12 arrested for housing scam in Mercer County

A dozen people are facing serious charges for allegedly pulling off an elaborate housing scheme in South Jersey.

Saturday, April 7, 2018
12 arrested for housing scam in Mercer County
12 arrested for housing scam in Mercer County. Jeff Chirico reports during Action News at 5 p.m. on April 6, 2018.

TRENTON, N.J. (WPVI) -- A dozen people are facing serious charges for allegedly pulling off an elaborate housing scheme in South Jersey.

Prosecutors say Barbara Brooks of Trenton was the ringleader of an elaborate countywide housing scheme.

The 48-year-old was among a dozen charged Friday by the Mercer County prosecutor for unlawfully occupying vacant and foreclosed homes.

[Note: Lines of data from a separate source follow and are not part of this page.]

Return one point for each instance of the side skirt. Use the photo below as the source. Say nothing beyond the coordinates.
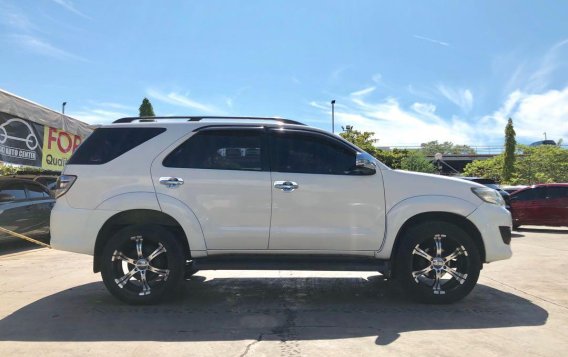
(291, 262)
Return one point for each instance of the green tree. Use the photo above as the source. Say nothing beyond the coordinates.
(534, 164)
(490, 168)
(416, 161)
(541, 164)
(447, 147)
(364, 140)
(509, 156)
(146, 109)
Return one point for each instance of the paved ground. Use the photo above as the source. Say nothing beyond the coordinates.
(52, 304)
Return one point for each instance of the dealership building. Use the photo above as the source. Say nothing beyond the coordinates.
(33, 135)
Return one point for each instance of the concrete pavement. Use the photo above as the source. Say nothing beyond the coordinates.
(52, 304)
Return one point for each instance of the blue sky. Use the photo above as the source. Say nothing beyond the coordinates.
(411, 71)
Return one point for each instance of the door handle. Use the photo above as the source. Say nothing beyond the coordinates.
(171, 182)
(286, 186)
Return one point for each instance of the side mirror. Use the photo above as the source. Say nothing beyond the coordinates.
(363, 167)
(5, 197)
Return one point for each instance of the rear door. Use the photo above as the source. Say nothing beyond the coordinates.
(327, 208)
(226, 183)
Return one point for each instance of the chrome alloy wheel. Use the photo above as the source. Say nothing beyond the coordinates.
(148, 270)
(440, 263)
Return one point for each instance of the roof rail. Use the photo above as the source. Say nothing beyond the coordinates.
(199, 118)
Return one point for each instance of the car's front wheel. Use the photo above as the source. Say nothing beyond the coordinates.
(142, 264)
(437, 262)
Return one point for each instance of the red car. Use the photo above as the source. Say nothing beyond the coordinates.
(545, 205)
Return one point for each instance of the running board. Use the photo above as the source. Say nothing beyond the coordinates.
(291, 262)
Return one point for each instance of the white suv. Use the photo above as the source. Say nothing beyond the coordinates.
(156, 199)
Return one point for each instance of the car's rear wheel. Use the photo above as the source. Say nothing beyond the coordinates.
(437, 262)
(142, 264)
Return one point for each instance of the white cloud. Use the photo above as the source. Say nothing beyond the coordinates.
(363, 92)
(532, 114)
(39, 46)
(377, 77)
(395, 125)
(68, 5)
(463, 98)
(337, 73)
(438, 42)
(99, 115)
(182, 101)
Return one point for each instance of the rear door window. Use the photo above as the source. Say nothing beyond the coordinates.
(309, 153)
(220, 149)
(13, 192)
(557, 192)
(106, 144)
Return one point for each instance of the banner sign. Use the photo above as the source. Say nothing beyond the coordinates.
(24, 142)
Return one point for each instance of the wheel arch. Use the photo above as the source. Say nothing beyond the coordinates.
(453, 218)
(138, 216)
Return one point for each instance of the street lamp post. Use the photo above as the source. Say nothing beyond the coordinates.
(333, 116)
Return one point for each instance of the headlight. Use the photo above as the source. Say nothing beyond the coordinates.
(488, 195)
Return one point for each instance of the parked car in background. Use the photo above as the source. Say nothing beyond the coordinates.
(511, 189)
(25, 207)
(545, 205)
(494, 185)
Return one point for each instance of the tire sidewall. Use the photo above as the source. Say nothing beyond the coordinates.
(404, 261)
(155, 234)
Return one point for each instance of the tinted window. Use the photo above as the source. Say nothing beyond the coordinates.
(35, 191)
(15, 191)
(530, 194)
(294, 151)
(557, 192)
(219, 150)
(106, 144)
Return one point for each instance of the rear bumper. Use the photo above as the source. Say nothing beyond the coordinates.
(75, 230)
(488, 218)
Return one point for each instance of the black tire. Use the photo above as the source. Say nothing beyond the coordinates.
(418, 273)
(160, 260)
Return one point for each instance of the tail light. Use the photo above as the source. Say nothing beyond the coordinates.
(64, 183)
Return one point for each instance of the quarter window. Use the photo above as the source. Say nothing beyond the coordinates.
(300, 152)
(219, 150)
(556, 192)
(13, 191)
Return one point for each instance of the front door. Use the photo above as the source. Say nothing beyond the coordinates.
(226, 183)
(317, 201)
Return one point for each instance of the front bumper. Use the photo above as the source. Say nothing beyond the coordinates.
(488, 218)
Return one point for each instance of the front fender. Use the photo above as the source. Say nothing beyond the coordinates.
(410, 207)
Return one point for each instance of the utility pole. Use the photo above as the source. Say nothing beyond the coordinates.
(333, 116)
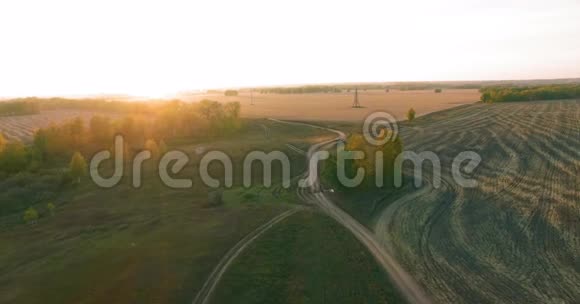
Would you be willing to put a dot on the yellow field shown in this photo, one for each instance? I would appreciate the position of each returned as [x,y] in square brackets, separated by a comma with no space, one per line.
[337,106]
[23,127]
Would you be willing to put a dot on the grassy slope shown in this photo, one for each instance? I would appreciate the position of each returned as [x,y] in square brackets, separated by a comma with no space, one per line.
[308,258]
[123,245]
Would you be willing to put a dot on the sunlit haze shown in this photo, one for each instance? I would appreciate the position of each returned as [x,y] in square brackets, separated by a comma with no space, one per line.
[153,48]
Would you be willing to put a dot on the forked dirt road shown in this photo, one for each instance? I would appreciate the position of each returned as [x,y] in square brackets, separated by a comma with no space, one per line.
[404,282]
[312,195]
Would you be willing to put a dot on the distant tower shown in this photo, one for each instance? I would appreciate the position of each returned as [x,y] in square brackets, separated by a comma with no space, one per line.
[356,104]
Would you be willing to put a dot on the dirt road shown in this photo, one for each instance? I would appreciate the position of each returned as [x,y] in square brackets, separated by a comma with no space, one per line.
[404,282]
[204,295]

Mercer County Prosecutor Angelo Onofri said, "They would then break-in to those homes, change the locks, then they would rent the properties.

According to Prosecutor Angelo Onofri, Brooks located the target houses online and drew up fraudulent leases. She allegedly enlisted Michael Wilmore, a Trenton Water Works employee to turn on water service to properties. And she trained so-called tenants how to get away with it.

When police went to homes they knew everything to say as if they'd been coached.

Thirty-two-year-old Latasha Love is accused of living rent-free for months in a home on Sabrina Drive in Ewing.

"I saw the handcuffs go on her," one neighbor said.

Neighbors saw Love arrested a second time as she attempted to move back into the home.

"Terrible. How do you get away with it?" added neighbor Jack Devlin.

Armed with legitimate looking leases, squatters have plagued police departments here for years.

When local agencies combined forces in 2016, investigators began to unravel the sophisticated scheme.

Onofri asks the public to be vigilant in helping them stop future incidents more quickly.

If you're a neighbor and there are people you don't think should be in a house, give the police a call. It doesn't hurt.